The girl groans, her grip slackens, and she tries to sit up, but Rose pushes her back down. She tries to resist and push back, but the sudden strength is gone, she slumps “Please. In the TARDIS, my tool belt please” her eyes flicker again, and she’s struggling to stay awake.  Rose holds her aching hand as the girl succumbs to the valerian again.

She finds Tidewald outside the door, shifting nervously from one foot to the other; he has an armload of blankets. “Can you watch her?” she asks, he nods and bites his lip.

Rose makes her way back to the TARDIS in a panic. When she finds it, it seems to have put down roots, the blue painted wood contorting and delving into the ground, more vines twisting out of the windows. She can smell it dying from across the clearing. She pulls at the door, not only is it now ill fitting as it twists into the ground but she can feel the tumblers rattling in the lock.

 She still has her key; hanging on a fine gold chain around her neck like one wears a cross or good luck charm. She carefully unhooks the clasp and then holding her breath, she raises it to the lock.

The sound of the key sliding smoothly into the keyhole is enough to make her want to scream with joy. The key turns smoothly in the lock and she opens the door to see a wall of vegetation blocking her.

She pushes the hanging plants aside as she picks her way through roots and debris. More vines have curled around the center console and more of the awful flowers have sprouted on the control panels. Thick root systems are spreading out across the floor weaving in and out of the filigree. Dark algae and petrol shines on the surface of the pools.

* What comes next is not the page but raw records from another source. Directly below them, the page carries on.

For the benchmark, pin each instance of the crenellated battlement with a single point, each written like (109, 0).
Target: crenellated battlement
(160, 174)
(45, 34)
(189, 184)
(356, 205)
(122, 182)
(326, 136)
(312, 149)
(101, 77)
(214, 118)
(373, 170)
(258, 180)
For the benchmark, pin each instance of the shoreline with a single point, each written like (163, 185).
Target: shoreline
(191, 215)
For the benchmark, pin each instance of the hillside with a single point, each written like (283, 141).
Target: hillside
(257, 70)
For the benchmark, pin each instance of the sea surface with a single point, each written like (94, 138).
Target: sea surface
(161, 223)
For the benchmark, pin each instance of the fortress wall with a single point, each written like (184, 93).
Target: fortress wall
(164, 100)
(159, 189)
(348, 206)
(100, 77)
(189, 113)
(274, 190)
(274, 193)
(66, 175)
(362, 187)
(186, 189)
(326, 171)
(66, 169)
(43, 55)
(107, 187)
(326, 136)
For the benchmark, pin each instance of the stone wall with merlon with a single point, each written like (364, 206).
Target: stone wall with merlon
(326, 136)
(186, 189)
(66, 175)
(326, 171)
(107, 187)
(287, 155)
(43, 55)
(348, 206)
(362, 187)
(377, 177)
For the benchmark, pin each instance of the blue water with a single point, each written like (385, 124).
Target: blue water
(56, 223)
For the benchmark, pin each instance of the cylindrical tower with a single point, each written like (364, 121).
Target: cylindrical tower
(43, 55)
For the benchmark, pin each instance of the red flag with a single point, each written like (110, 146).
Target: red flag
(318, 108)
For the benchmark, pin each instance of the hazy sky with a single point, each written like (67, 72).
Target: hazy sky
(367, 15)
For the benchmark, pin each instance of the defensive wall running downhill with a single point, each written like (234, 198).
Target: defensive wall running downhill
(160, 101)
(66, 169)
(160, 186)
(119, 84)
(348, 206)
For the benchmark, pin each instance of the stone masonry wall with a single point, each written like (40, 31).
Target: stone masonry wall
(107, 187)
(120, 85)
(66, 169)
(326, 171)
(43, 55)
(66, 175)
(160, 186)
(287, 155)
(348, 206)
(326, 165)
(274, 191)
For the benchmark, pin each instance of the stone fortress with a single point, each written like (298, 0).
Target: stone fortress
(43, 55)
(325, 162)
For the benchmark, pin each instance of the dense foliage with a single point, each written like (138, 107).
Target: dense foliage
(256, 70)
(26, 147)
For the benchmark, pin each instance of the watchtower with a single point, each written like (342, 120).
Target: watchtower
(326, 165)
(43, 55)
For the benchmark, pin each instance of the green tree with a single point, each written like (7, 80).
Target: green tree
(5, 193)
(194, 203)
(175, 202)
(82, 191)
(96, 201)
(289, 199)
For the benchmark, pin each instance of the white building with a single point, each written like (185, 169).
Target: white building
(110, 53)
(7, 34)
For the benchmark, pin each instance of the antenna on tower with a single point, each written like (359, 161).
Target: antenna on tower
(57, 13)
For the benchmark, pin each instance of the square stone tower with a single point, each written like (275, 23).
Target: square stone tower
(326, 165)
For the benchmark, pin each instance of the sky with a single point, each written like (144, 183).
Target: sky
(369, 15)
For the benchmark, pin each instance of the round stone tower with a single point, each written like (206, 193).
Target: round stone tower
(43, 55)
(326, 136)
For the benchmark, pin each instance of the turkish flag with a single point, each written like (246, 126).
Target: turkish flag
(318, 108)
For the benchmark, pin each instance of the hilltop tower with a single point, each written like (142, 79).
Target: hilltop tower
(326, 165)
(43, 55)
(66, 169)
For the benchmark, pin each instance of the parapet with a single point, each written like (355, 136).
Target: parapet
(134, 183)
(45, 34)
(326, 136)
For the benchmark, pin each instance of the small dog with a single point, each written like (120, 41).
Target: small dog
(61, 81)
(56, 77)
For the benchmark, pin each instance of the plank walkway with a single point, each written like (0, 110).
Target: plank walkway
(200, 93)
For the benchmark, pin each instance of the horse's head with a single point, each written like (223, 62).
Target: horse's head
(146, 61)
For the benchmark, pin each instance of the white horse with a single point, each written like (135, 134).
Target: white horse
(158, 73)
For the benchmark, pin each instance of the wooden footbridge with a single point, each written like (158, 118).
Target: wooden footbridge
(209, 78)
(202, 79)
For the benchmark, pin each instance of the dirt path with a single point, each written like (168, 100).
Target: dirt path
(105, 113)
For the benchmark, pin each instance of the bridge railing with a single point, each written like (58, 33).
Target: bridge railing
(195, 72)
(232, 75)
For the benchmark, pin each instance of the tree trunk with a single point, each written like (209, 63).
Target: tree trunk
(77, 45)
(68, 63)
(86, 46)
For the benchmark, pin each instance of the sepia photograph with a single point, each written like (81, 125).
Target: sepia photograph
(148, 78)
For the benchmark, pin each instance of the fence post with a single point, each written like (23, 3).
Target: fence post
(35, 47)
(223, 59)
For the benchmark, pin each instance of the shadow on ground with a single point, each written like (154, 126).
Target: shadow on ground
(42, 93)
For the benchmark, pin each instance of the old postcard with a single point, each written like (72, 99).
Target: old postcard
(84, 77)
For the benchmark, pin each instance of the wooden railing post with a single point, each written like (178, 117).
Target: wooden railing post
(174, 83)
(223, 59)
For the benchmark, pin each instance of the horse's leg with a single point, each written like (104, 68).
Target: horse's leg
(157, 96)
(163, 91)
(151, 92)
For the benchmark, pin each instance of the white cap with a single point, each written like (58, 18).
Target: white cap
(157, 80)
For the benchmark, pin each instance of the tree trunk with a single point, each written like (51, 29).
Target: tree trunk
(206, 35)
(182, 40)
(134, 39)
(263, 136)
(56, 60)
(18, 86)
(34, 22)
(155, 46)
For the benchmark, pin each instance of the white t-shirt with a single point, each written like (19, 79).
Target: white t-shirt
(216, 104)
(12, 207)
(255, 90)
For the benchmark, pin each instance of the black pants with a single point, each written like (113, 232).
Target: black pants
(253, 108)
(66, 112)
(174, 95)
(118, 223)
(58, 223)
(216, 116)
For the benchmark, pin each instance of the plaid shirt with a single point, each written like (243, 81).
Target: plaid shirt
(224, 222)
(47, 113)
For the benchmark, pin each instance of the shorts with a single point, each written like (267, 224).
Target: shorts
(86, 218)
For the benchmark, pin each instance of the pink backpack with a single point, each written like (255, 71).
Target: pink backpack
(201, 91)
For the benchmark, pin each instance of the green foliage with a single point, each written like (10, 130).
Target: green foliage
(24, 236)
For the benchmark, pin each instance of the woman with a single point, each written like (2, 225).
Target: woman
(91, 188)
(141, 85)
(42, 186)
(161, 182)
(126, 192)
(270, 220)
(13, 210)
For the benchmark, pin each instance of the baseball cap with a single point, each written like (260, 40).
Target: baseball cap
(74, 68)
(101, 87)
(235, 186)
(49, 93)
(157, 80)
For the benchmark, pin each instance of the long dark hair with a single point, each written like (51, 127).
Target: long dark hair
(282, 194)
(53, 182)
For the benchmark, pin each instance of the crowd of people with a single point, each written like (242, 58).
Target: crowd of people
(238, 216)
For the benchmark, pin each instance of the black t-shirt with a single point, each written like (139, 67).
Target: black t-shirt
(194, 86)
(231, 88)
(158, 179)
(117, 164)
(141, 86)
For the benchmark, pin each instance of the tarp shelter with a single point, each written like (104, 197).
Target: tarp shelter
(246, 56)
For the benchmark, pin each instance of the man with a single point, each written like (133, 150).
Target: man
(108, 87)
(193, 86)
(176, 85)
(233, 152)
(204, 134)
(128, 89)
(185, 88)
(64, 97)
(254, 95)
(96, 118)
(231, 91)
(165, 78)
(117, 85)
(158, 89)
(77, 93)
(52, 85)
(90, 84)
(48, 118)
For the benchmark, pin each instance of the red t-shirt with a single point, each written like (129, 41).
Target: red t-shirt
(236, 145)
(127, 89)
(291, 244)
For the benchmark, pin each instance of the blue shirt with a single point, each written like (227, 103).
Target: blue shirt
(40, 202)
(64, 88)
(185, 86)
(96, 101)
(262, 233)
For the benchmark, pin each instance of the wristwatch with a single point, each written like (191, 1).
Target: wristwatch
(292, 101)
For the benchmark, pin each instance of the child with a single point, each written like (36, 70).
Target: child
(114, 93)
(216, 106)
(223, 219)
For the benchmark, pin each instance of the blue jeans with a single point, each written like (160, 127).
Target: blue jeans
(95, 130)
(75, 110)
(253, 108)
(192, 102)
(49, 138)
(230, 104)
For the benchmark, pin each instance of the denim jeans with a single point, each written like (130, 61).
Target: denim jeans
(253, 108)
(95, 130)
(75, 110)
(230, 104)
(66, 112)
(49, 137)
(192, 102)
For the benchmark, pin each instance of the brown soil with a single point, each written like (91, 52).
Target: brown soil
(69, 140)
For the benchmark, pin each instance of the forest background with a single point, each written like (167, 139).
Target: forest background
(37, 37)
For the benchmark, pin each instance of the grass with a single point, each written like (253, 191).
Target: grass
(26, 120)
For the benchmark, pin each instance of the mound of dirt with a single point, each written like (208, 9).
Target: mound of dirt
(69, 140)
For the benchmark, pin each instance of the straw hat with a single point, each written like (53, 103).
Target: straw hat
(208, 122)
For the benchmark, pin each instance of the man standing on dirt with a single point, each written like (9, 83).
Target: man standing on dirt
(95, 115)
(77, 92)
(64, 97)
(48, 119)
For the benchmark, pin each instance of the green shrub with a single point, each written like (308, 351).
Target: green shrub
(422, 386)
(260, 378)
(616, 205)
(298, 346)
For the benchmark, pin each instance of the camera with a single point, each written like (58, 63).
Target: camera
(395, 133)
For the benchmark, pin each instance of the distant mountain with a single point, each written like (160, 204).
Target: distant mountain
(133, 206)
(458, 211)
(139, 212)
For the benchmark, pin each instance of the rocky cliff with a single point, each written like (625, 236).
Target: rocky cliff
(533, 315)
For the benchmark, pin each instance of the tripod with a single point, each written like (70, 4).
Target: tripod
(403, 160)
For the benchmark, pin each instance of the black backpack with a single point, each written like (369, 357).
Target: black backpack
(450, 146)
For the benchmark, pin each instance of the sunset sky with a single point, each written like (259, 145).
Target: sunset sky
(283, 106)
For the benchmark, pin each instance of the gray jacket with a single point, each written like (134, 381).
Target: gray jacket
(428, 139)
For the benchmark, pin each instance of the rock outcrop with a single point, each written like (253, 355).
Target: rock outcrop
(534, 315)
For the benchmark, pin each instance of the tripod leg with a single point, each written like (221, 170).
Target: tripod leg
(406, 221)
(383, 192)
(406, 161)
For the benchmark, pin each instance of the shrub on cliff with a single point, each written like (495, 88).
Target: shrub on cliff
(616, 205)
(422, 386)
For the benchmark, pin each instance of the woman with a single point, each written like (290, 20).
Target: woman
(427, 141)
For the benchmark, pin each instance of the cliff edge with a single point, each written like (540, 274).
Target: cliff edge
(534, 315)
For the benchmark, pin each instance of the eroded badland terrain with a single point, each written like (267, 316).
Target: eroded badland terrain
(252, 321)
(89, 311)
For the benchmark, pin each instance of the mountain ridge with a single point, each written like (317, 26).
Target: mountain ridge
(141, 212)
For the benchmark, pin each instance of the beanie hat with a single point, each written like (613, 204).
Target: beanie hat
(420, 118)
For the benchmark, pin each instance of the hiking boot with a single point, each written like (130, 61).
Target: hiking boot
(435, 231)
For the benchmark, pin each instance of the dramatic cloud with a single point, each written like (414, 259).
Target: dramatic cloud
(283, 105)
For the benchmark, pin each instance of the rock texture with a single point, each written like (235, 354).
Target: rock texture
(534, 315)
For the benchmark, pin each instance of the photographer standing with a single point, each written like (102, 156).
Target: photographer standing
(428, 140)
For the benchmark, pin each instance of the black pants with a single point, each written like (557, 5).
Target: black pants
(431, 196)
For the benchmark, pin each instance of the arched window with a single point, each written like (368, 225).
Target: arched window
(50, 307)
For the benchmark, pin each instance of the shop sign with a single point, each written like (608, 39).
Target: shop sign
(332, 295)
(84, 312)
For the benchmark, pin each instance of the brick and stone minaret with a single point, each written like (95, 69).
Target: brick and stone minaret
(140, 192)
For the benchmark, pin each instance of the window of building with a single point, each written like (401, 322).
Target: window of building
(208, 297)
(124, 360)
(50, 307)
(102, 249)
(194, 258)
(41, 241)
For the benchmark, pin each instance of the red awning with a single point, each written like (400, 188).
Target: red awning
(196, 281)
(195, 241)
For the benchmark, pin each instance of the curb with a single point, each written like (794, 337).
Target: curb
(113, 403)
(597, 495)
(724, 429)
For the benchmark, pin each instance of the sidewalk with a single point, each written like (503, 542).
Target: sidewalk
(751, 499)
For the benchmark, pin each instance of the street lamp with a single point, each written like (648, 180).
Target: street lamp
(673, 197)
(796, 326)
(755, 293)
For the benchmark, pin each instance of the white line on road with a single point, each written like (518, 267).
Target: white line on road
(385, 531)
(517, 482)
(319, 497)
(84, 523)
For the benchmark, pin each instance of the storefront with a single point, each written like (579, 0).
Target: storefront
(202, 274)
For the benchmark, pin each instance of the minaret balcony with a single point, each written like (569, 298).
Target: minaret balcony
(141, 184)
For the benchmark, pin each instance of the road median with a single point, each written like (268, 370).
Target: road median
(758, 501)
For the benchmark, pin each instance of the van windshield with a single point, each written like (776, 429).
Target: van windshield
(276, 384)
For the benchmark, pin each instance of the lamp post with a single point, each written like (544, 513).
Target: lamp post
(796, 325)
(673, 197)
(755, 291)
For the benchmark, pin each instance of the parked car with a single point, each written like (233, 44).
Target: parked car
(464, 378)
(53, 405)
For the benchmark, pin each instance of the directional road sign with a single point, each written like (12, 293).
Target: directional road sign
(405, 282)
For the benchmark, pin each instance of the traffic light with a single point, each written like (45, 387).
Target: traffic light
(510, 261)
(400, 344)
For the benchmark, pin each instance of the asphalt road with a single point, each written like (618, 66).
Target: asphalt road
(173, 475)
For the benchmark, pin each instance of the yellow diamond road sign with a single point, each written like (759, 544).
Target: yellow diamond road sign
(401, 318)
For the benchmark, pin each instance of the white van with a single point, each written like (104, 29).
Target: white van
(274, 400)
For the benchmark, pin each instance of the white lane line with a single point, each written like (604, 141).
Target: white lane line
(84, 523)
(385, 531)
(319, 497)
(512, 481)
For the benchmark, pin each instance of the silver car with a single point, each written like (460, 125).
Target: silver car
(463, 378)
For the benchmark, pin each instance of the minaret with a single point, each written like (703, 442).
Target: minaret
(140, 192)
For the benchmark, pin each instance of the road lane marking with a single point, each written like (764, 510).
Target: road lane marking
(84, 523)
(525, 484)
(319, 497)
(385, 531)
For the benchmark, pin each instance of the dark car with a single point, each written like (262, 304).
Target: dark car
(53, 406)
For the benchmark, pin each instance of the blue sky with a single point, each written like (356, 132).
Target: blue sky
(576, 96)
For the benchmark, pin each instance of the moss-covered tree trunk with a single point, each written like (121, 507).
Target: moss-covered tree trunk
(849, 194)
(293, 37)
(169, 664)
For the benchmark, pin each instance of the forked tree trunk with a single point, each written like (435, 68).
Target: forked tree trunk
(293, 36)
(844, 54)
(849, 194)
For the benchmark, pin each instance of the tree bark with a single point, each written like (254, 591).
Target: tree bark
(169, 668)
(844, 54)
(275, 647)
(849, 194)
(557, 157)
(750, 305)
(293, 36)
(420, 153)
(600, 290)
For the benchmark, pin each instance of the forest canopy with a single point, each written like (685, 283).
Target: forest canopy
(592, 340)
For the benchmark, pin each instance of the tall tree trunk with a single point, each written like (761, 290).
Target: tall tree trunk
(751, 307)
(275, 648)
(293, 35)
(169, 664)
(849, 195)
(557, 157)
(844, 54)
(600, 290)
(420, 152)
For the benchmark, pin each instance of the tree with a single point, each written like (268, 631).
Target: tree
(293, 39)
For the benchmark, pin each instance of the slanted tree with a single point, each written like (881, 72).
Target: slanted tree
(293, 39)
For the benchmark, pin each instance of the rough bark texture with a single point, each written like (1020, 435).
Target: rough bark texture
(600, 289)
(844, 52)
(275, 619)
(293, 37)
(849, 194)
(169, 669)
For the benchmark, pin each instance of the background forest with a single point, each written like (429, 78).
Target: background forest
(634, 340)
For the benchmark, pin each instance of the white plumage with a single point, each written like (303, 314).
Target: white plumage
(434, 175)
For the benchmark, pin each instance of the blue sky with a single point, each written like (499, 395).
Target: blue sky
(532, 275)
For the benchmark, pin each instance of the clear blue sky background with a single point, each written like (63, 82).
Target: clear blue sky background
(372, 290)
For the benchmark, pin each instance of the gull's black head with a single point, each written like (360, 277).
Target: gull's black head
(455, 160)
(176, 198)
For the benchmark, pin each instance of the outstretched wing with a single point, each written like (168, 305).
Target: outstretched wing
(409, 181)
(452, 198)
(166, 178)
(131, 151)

She can still hear the cloister bell in the distance again and feel the hum of great engines under her feet. All around her the leaves rustle even without wind, she shivers and pushes a curtain of flowering clematis out of her way.

The control column is dark, and the crack is spreading across its glistening surface. She can hear her heart beat thundering in her ears. She pushes another curtain of plants out of the way and reaches for the console.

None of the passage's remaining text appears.